June 13, 2023

Tuning Temporal Server request latency on Kubernetes

Rob Holland

Rob Holland

Request latency is an important indicator for the performance of Temporal Server. Temporal Cloud can offer reliably low request latencies, thanks to its custom persistence backend and expertly managed Temporal Server infrastructure. In this post, we’ll give you some tips for getting lower and more predictable request latencies, and making more efficient use of your nodes, when deploying a self-hosted Temporal Server on Kubernetes.

Tuning Temporal Server request latency on Kubernetes

When evaluating the performance of a Temporal Server deployment, we begin by looking at metrics for the request latencies your application, or workers, observe when communicating with Temporal Server. In order for the system as a whole to run efficiently and reliably, requests must be handled with consistent, low latencies. Low latencies allow us to get high throughput, and stable latencies avoid unexpected slowdowns in our application and allow us to monitor for performance degradation without triggering false alerts.

For this post, we’ll use the History service as our example, which is the service responsible for handling calls to start a new workflow execution, or to update a workflow’s state (history) as it makes progress. None of these tips are specific to the History service—most of them can be applied to all the Temporal Server services.

The curious case of the unexpected throttling

Generally, Kubernetes deployments will set CPU limits on containers to stop them from being able to consume too much CPU, starving other containers running on the same node. The way this is enforced is using something called CPU throttling. Kubernetes converts the CPU limit you set on the container into a limit on CPU cycles per 1/10th second. If the container tries to use more than this limit, it is “throttled”, which means its execution is delayed. This can have a non-trivial impact on the performance of containers, as it can increase request latency. This is particularly true for requests requiring CPU intensive tasks, such as obtaining locks.

For monitoring the Kubernetes clusters in our Scaling series (first post here) we use the kube-prometheus stack.

In contrast to the 1/10th second used to manage CPU throttling, the Prometheus system uses an interval of 15 seconds or more between scrapes of aggregated CPU metrics. The large difference in intervals between the throttling period and the monitoring scraping interval means that CPU throttling can be occurring even if CPU usage metrics are reporting a long way under 100% usage. For this reason, it’s important to monitor CPU throttling specifically.

Here is an example for the History service:

History Service Dashboard: CPU is being throttled despite low CPU usage

We can see from the dashboard that although the history pods’ CPU usage is reporting below 60%, it is being throttled.

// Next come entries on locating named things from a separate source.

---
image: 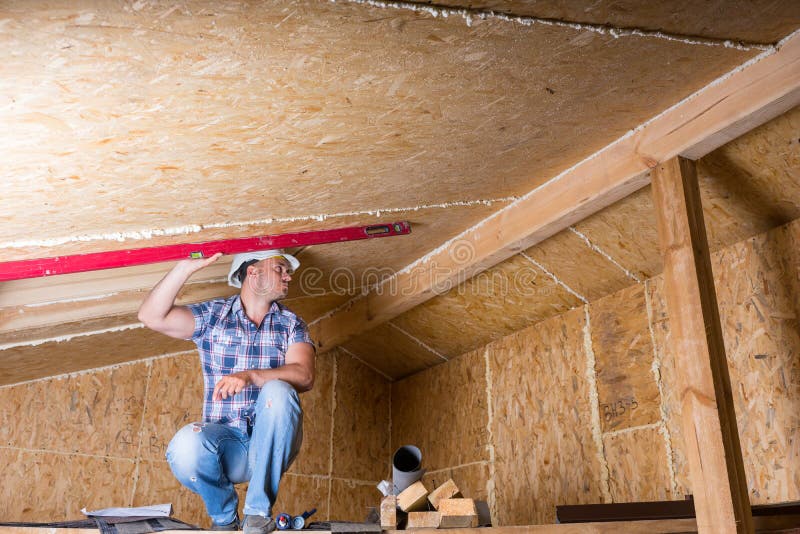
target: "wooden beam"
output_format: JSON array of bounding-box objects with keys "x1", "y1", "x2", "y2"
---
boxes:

In kube-prometheus setups, you can use this Prometheus query to check for CPU throttling, adjusting the namespace and workload selectors as appropriate:

sum(
    increase(container_cpu_cfs_throttled_periods_total{job="kubelet", metrics_path="/metrics/cadvisor", container!=""}[$__rate_interval])
    * on(namespace,pod)
    group_left(workload, workload_type) namespace_workload_pod:kube_pod_owner:relabel{namespace="temporal", workload="temporal-history"}
)
/
sum(
    increase(container_cpu_cfs_periods_total{job="kubelet", metrics_path="/metrics/cadvisor", container!=""}[$__rate_interval])
    * on(namespace,pod)
    group_left(workload, workload_type) namespace_workload_pod:kube_pod_owner:relabel{namespace="temporal", workload="temporal-history"}
) > 0

So, how can we fix the throttling? Later we’ll discuss why you should probably stop using CPU limits entirely, but for now, as Temporal Server is written in Go, there is something else we can do to improve latencies.

GOMAXPROCS in Kubernetes

GOMAXPROCS is a runtime setting for Go that controls how many processes it’s allowed to fork to provide concurrent processing. By default, Go will assume that it can fork a process for each core on the machine it’s running on, giving it a high level of concurrency.

On a Kubernetes cluster, however, containers will generally not be allowed to use the majority of the cores on a node, due to CPU limits. This mismatch means that Go will make bad decisions about how many processes to fork, leading to inefficient CPU usage. It will (among other things) have to run garbage collection and other housekeeping tasks on CPU cores that it isn’t able to use for any useful amount of real work. As an example: on our Kubernetes cluster, the nodes have 8 cores, but our history pods are limited to 2 cores. This means they may create up to 8 processes, but across those 8 only be able to use a total of 2 cores' share of cycles in every throttling period. It then becomes easy for the container’s processes to starve each other of allowed CPU cycles.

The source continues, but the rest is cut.